Friday, September 23, 2016

The Vision (9.23.16): A duty of God’s people toward their spiritual leaders: “Pray for us”


 Note:  Devotion taken from last Sunday morning’s sermon on Hebrews 13:17-19.

“Pray for us” (Hebrews 13:18a).

In addition to obedience and submission to those who have the rule over them (Hebrews 13:17), the inspired author adds in v. 18 another duty which God’s people have toward their spiritual leaders.  They are to pray for them.  Pastors and elders need the prayers of God’s people.  We need your prayers, because we are often on the frontlines of spiritual warfare.  We are often under attack.  Satan likes nothing better than to discourage a man who is in the ministry or to try to remove him from his office and calling.  Just as in battle one force will attempt to take out the officers to demoralize the troops and take away their coordination and leadership, so our enemy loves to attack and discourage the elders.

In 1605 the English Puritan pastor Williams Perkins wrote a booklet titled “The Calling of the Ministry” (reprinted by Banner of Truth in the Puritan paperback titled The Art of Prophesying).   One chapter is titled, “The Scarcity of True Ministers.”  In it Perkins ponders why so few men in his own day seemed to be called to or qualified for the ministry.  He gave three reasons:

First, the contempt with which the calling is treated.  It is always hated by wicked and irreverent men because it reveals their filthiness and unmasks their hypocrisy.  The teaching of ministers is often a fretting corrosive on their conscience, preventing them from weltering and wallowing quietly in their sins—as they would be able to do under other circumstances.  This is why they spurn both the calling of ministers and ministers themselves.  They watch them carefully to latch onto their smallest failures, hoping to disgrace them.  They imagine that by casting contempt on the calling of the preacher they can remove the shame from their own degraded ways.

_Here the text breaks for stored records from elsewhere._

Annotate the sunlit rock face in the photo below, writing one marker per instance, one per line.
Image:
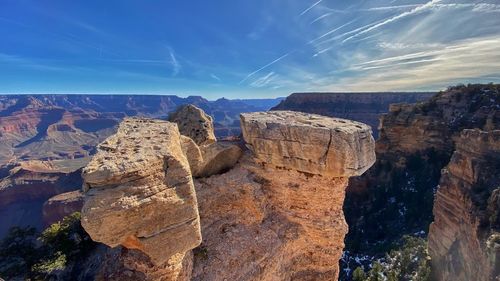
(309, 143)
(266, 215)
(193, 122)
(140, 193)
(275, 216)
(464, 239)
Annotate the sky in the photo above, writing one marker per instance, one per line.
(246, 48)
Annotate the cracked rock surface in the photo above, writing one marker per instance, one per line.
(309, 143)
(140, 193)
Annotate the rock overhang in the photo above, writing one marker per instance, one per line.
(309, 143)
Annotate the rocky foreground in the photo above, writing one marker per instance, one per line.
(275, 213)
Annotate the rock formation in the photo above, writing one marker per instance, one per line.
(464, 239)
(362, 107)
(51, 134)
(193, 122)
(61, 205)
(309, 143)
(270, 216)
(140, 194)
(395, 197)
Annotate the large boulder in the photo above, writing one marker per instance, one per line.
(193, 122)
(309, 143)
(140, 193)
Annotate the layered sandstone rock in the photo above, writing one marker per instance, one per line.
(140, 193)
(309, 143)
(464, 239)
(416, 142)
(193, 122)
(264, 219)
(361, 107)
(61, 205)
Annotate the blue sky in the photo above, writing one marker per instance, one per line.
(247, 49)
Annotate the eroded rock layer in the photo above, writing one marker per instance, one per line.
(140, 193)
(309, 143)
(270, 224)
(262, 217)
(193, 122)
(464, 239)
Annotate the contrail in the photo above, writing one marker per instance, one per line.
(308, 9)
(265, 66)
(321, 17)
(389, 20)
(330, 32)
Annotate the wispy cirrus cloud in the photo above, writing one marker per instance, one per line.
(215, 77)
(176, 66)
(264, 67)
(310, 8)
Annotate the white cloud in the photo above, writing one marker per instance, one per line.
(215, 77)
(264, 80)
(176, 66)
(265, 66)
(310, 7)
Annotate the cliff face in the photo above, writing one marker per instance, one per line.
(46, 139)
(362, 107)
(396, 195)
(275, 214)
(464, 239)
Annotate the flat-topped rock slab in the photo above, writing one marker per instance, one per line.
(309, 143)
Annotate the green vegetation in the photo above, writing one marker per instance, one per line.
(411, 262)
(25, 254)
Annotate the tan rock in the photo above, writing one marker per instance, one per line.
(309, 143)
(217, 158)
(193, 122)
(193, 154)
(278, 221)
(269, 224)
(140, 192)
(61, 205)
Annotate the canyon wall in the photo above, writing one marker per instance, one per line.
(45, 140)
(275, 213)
(395, 197)
(464, 239)
(362, 107)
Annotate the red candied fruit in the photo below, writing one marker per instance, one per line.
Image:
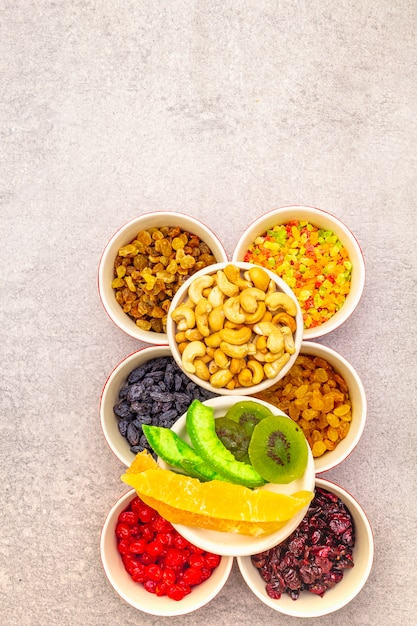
(157, 556)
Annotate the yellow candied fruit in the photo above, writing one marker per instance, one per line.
(318, 449)
(342, 410)
(333, 420)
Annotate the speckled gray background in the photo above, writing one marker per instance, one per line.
(223, 110)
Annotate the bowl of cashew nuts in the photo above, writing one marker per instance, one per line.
(235, 327)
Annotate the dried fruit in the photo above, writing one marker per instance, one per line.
(157, 393)
(150, 269)
(313, 558)
(315, 396)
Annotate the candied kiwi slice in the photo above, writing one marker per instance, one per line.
(200, 424)
(278, 449)
(248, 413)
(234, 437)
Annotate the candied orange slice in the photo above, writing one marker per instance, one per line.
(215, 499)
(177, 516)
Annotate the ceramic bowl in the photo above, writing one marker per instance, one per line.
(110, 397)
(125, 235)
(182, 296)
(234, 544)
(325, 221)
(357, 397)
(308, 604)
(134, 593)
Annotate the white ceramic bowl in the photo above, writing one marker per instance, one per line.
(233, 544)
(124, 236)
(357, 396)
(308, 604)
(134, 593)
(110, 396)
(324, 220)
(182, 296)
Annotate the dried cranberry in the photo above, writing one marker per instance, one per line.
(314, 557)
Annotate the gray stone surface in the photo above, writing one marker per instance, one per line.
(223, 110)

It is inevitable that they should hate those who are called to the ministry, since they harbor deadly hatred both for the law and the gospel message which they bring, and for the God whose representatives they are…..

The second reason is the difficulty of discharging the duties of a minister’s calling.  To stand in God’s presence, to enter into the holy of holies, to go between God and his people, to be God’s mouth to his people, and the people’s to God … to take the care and charge of souls—these considerations overwhelm the consciences of men who approach the sacred seat of the preacher with reverence and not with rashness…..

The third and last reason is especially relevant to ministry in the NT era, namely the inadequacy of the financial recompense and status given to those who enter this calling….. (in The Art of Prophesying, pp. 94-95).

A few years ago I went to an office building to take care of some business.  When the man at the counter found out I was in the ministry, his face became very grave and serious, and he told me, almost through tears, that he had once been in the ministry.  He did not have to say much more, because I understood.  Indeed, I have met many men who used to be in the ministry.  Some no doubt left because they were not called.  But some have left through grief and discouragement.  Perhaps they lacked the prayers of God’s people to uphold them.

“Brethren, pray for us” (1 Thessalonians 5:25).